The Saskatchewan Party is a centre-right political party in the Canadian province of Saskatchewan. Since 2007, it has been the province’s governing party; both the party and the province are currently led by Premier Scott Moe. The party was established in 1997 by a coalition of former provincial Progressive Conservative and Liberal party members and supporters to remove the Saskatchewan New Democratic Party from power. The Saskatoon Party is the only party to have won at least 10 per cent of the vote in each of the last three provincial elections.
About Saskatchewan Party in brief
The Saskatchewan Party is a centre-right political party in the Canadian province of Saskatchewan. Since 2007, it has been the province’s governing party; both the party and the province are currently led by Premier Scott Moe. The party was established in 1997 by a coalition of former provincial Progressive Conservative and Liberal party members and supporters to remove the Saskatchewan New Democratic Party from power. During the November 7, 2011 general election, the party won a landslide victory, winning 49 of 58 seats – the third largest majority government in Saskatchewan’s history. On April 4, 2016, the Saskatchewan Party won a third consecutive mandate, capturing 51 of 61 seats, and became the first non-social-democratic party to win three consecutive elections since 1925. Since 1999, former Reform Party federal leader Elwin Heron has led the party into the provincial election. The Saskatchewan Party has not won a seat in the provincial legislature since 1999, when it did not have a strong enough majority to win any seats in the Legislative Assembly. Since the party’s formation, opponents have derided it as a re-branding of the Progressive Conservatives in an attempt to distance the new party from the still-fresh corruption scandal; then-Premier Roy Romanow referred to the party as the “Saska-Tories” This view has continued to follow the party since Heron was elected the first party leader in 1999, and he is still the leader today. The Saskatoon Party is the only party to have won at least 10 per cent of the vote in each of the last three provincial elections, and the only one to win at least 50 per cent in each election since the 1950s.

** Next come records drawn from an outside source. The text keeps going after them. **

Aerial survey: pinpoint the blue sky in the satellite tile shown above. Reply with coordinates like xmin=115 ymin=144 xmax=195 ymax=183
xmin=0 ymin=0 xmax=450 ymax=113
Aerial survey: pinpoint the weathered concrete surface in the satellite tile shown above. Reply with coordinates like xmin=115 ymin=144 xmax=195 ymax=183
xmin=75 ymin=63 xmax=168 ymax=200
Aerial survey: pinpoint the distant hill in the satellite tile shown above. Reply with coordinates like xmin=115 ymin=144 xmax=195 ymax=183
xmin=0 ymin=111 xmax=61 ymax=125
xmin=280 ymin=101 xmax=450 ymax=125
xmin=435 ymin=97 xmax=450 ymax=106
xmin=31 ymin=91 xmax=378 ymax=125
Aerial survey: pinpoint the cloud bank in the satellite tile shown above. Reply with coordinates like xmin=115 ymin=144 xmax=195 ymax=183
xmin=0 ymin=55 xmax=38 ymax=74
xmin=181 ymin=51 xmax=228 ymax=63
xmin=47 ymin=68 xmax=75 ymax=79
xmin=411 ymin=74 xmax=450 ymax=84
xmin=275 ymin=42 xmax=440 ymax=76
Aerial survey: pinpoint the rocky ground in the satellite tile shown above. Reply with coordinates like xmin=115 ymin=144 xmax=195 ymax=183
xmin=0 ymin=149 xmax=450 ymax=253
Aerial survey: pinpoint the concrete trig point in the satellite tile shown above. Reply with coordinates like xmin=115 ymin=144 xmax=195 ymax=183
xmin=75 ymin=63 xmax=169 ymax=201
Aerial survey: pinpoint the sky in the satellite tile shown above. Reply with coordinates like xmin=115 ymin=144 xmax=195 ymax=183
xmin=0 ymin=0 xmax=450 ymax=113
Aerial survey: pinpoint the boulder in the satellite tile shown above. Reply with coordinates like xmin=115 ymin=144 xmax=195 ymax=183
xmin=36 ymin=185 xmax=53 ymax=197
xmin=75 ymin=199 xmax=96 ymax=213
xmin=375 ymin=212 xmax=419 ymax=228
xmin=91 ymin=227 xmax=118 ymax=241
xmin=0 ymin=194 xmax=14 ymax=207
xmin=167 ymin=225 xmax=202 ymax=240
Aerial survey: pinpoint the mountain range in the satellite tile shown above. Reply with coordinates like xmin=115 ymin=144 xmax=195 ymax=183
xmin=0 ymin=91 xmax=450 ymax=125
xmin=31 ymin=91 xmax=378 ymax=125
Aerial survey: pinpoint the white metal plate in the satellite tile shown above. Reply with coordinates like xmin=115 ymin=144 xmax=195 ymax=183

It is the second largest party in Saskatchewan, after the Saskatchewan Liberal Party, which has won more than half of the votes in the last two elections. The province has a two-party system, with third parties enjoying limited political success. For the first 25 years of Saskatchewan’s existence, political power was split between the Liberal Party in government, with the Conservatives in opposition. The emergence of the Co-operative Commonwealth Federation – a social democratic political party formed by the coming together of various socialist, agrarian and labour groups under a united front – forced the Liberals to the right. As a result of vote-splitting with the Liberals, the Tories gradually lost ground in the legislature, and were shut out of the chamber altogether in 1934. The renamed Progressive Conservative Party of Saskatchewan would not return to the legislature again until 1964, when they won only one seat, only to lose it in 1967. They would not win another seat until 1975. In the late 1970s, the Progressive Tories re-emerged as a political force, forming government under Grant Devine for most of the 1980s. However, dissatisfaction with the Conservative government towards the end of the decade resulted in it being soundly defeated by the NDP in 1991.